Inside Philanthropy

A blog on philanthropy and nonprofit news and issues. A publication of Philanthropy Journal.

February 12, 2007

Who’s responsible for corporate social responsibility?

Proxy season is here, and time is ripe for foundations to be more active shareholders.

In recent years, a small but growing number of foundations have joined the ranks of activist shareholders to push companies to adopt more socially responsible corporate policies.

That activism has produced results: Wal-Mart Stores, for example, has agreed to report on its social-responsibility practices.

And as the Wall Street Journal reported Jan. 31, citing proxy advisory firm Institutional Shareholder Services, activists are pushing for similar disclosure from 37 firms, up from 20 last year.

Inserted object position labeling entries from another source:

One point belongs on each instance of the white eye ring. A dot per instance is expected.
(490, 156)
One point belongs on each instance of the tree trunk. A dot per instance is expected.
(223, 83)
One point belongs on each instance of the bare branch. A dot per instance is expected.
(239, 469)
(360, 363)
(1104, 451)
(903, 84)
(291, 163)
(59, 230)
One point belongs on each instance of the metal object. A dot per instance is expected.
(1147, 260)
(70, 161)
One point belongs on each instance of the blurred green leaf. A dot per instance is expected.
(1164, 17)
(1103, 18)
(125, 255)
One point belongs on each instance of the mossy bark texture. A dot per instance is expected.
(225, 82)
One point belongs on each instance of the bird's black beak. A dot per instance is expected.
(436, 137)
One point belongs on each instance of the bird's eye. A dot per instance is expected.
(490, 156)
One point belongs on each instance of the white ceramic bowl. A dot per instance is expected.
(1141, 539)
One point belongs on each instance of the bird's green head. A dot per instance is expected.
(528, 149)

Yet most foundations seem content to hang back as passive investors.

In response to the recent Los Angeles Times report that its investments conflict with causes it supports, for example, the $30 billion-asset Bill & Melinda Gates Foundation issued a statement saying it could best advance those causes through its grantmaking, not its investments.

But foundations, with over half a trillion dollars in combined assets, have a lot of clout, and can use it to work with companies to adopt policies that advance critical causes like protecting human rights and reducing global warming.

To truly make a difference, foundations must take responsibility for the policies of the companies in which they invest.